Venturini joined Gucci as global vice president of merchandising in 2015 just as Alessandro Michele was named creative director, helping to devise a blockbuster product strategy that catapulted the Kering-owned label to €9.6 billion in sales in 2019, up from €3.5 billion in 2014. Reporting to Chief Executive Marc Bizzari, Venturini took Michele’s maximalist runway aesthetic and broke it down, product by product, offering each piece in an array of textures and colours, with many styles running from season to season. The distinction between each collection began to blur, but under a more fixed aesthetic, consumers were offered a constant stream of new products that were less linked to a specific runway show and more connected to a wider ethos. Soon after Michele’s appointment, the brand stopped offering seasonal discounts.
Venturini’s appointment at Valentino underscores the growing importance of merchandisers.
Venturini’s appointment at Valentino underscores the growing importance of merchandisers at leading luxury fashion brands, which today require a perfect alchemy of creative talent, irresistible product, sharp marketing and operational knowhow to succeed. While CEOs tended to be operators in the past, they are increasingly coming from marketing and merchandising backgrounds, two increasingly important elements of strategy as businesses continue to battle for consumer attention and spending. (At Kering, both Balenciaga Chief Executive Cédric Charbit and Saint Laurent head Francesca Bellettini were product people before overseeing their respective brands.)
“A merchandising director is probably the right combination: An eye on the market, an eye on product innovation and creativity,” said Bernstein analyst Luca Solca, noting that, in some ways, the arrangement is still experimental. “The jury is out if [Venturini] can be as good a chief executive as he can be an extraordinary merchandiser.”
In recent years, Valentino has struggled to translate Piccioli’s runway success, particularly in couture, into meaningful sales momentum, especially in accessories, a critical category. The label’s hit Rockstud collections, while still a significant revenue driver, have fallen out of fashion. By 2018, Valentino’s growth was slowing, with sales of €1.19 billion, up from €1.16 billion a year earlier. Last year, sales inched up about 2 percent to €1.22 billion. That’s small compared to rivals, especially considering Valentino’s global name recognition.

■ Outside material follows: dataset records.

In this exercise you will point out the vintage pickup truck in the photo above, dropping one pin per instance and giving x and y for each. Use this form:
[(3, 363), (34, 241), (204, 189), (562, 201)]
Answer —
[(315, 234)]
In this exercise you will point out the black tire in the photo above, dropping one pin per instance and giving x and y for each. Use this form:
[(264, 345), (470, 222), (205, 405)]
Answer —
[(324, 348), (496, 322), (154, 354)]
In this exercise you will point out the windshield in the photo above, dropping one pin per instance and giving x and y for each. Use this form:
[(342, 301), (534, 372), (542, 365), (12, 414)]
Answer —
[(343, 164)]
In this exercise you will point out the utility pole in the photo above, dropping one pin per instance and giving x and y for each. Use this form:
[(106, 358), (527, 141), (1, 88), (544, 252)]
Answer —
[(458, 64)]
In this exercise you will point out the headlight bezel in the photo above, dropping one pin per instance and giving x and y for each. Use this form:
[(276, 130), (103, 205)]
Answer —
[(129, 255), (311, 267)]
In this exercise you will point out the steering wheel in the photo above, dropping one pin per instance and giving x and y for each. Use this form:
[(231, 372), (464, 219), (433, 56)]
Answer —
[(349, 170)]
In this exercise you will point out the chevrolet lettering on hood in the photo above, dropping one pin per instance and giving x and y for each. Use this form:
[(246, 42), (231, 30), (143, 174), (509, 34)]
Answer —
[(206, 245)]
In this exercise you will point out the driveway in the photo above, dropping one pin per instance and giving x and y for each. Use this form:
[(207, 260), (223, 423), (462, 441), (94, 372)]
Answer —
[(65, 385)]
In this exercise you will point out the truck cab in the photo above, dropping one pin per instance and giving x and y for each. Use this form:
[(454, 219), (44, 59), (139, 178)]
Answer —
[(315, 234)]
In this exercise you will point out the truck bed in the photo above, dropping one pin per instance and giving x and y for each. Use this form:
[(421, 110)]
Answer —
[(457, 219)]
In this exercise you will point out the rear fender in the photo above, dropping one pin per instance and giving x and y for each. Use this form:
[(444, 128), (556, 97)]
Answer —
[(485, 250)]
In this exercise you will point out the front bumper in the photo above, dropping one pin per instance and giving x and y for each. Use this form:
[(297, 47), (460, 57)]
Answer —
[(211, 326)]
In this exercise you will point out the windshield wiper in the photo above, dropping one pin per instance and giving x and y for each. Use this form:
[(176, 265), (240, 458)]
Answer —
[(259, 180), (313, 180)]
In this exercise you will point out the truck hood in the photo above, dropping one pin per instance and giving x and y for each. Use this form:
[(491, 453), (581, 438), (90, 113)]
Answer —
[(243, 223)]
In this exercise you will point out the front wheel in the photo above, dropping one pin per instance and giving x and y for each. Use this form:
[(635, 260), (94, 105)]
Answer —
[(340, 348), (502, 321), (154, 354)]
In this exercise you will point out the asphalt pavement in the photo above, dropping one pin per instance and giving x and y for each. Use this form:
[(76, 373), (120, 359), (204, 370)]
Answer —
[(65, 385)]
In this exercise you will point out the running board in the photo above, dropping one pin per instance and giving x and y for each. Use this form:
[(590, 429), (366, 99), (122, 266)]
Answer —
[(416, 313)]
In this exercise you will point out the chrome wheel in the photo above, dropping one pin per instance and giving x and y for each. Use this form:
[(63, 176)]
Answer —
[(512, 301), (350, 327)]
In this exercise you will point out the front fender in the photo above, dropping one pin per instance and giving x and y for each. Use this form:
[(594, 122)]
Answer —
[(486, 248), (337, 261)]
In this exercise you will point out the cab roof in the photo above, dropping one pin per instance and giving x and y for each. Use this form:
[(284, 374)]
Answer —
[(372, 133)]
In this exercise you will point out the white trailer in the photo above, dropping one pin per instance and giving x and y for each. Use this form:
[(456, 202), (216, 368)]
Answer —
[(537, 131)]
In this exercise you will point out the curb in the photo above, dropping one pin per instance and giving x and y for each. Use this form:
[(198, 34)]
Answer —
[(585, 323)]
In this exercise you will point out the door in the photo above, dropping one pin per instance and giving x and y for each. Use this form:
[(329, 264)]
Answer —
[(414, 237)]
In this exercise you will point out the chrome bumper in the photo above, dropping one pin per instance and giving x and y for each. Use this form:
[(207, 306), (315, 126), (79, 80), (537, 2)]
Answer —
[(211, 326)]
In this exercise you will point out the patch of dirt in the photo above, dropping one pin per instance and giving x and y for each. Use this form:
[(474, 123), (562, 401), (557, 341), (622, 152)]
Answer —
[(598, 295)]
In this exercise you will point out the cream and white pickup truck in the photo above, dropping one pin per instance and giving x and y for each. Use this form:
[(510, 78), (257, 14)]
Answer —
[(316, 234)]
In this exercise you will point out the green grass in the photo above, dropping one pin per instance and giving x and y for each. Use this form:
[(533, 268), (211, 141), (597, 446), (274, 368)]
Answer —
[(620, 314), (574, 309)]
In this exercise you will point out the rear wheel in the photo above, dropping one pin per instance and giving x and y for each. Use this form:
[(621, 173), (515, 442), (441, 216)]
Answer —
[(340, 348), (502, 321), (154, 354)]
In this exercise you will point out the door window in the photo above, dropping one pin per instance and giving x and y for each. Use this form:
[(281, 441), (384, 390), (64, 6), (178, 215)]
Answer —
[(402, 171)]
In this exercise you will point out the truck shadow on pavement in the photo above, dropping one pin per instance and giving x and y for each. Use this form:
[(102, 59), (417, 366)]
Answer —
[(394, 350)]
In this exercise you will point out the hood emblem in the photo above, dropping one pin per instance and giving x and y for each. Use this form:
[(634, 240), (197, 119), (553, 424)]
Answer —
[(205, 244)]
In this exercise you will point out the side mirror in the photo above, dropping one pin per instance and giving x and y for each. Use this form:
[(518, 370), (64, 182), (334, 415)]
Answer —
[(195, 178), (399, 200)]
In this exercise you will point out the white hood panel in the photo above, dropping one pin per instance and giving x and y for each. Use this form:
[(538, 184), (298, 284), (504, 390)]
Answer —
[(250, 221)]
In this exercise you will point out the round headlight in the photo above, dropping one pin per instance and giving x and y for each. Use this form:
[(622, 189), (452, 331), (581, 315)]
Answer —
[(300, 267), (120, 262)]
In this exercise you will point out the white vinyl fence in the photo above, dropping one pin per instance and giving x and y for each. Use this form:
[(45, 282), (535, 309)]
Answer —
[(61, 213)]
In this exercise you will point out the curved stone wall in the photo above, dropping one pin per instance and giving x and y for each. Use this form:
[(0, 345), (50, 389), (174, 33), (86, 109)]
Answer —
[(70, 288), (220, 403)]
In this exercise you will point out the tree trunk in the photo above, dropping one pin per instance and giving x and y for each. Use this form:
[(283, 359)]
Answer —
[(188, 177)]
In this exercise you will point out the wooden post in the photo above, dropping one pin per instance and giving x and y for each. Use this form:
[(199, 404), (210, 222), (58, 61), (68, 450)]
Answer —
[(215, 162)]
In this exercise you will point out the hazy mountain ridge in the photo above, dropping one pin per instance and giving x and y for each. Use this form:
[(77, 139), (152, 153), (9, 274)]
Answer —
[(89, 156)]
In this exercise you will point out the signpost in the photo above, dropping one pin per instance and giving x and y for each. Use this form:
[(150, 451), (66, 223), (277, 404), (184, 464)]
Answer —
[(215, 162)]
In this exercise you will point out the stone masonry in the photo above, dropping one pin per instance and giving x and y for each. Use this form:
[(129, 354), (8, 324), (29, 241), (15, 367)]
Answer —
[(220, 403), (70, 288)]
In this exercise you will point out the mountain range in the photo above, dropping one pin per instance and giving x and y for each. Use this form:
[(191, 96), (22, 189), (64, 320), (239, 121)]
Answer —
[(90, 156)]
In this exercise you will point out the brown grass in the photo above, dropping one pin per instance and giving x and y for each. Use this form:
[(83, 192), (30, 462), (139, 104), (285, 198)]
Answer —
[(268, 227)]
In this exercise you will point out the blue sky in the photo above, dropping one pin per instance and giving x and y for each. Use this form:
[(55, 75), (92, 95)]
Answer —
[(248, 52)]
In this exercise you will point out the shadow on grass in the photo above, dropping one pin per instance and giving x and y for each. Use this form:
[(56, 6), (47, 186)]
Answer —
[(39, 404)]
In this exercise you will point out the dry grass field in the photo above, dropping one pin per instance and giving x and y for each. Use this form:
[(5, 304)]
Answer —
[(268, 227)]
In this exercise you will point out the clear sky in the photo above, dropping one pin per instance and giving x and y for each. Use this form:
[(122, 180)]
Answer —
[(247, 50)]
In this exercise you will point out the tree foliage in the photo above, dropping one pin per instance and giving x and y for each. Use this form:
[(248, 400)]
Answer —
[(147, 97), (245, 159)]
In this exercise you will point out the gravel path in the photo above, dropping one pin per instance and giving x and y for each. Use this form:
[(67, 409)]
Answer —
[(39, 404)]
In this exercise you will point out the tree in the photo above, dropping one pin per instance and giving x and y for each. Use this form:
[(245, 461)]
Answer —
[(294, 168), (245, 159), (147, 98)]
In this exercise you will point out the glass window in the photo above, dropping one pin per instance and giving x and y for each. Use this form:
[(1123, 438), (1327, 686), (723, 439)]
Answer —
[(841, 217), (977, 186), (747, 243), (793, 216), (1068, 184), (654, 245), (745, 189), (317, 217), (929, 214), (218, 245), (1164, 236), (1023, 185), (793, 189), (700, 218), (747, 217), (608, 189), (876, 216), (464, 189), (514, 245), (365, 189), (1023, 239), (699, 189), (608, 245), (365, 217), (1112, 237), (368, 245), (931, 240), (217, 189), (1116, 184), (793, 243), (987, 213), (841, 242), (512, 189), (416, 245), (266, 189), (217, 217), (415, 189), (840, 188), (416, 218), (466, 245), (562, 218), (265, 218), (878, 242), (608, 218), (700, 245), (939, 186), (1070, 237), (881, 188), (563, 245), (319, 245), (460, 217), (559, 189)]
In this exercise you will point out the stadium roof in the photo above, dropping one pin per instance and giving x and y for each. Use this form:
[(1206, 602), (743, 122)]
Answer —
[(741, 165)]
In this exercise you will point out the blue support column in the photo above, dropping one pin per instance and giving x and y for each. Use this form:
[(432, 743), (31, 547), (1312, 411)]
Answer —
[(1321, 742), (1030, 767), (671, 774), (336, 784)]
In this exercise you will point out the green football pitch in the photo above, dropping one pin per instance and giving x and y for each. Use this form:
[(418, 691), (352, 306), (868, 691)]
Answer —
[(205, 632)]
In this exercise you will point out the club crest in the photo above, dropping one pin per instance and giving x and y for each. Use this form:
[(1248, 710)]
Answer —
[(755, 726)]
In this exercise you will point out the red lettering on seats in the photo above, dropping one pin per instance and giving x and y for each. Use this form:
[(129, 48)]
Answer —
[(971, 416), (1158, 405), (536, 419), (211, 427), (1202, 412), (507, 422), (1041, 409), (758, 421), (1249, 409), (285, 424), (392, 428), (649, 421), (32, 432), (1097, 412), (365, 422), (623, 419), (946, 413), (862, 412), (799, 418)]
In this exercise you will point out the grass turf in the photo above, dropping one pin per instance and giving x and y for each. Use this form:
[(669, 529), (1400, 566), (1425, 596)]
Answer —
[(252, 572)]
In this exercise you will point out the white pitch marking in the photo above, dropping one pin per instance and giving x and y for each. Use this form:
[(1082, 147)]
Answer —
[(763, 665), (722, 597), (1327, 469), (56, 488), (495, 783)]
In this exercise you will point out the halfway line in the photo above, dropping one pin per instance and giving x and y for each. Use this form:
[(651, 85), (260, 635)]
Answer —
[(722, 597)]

“Valentino has a lot of potential in my view,” Solca said. “It just needs a new [commercial] creative chapter after the metal studs success.”
Can the Venturini-Piccioli combination bring the magic back?
It’s never been more challenging for a brand like Valentino to compete against the likes of LVMH, Kering, Chanel and Hermès, which dominate the sector, their sheer scale giving them advantages in everything from supply chain to real estate to talent. That, combined with the effects of the global coronavirus pandemic, which has decimated businesses across the industry, will make it challenging for Valentino to gain the foothold it had once envisioned under Stassi’s helm.
Despite persistent rumours that the brand may be on the block, an acquisition target for Venturini’s previous employer Kering, Mayhoola has insisted that Valentino is not for sale, and that it, too, is building a strategic group, of which Valentino is a pillar. Mayhoola acquired Valentino in 2012 for a reported €700 million from UK-based private equity fund Permira and minority investors Marzotto Textile Group.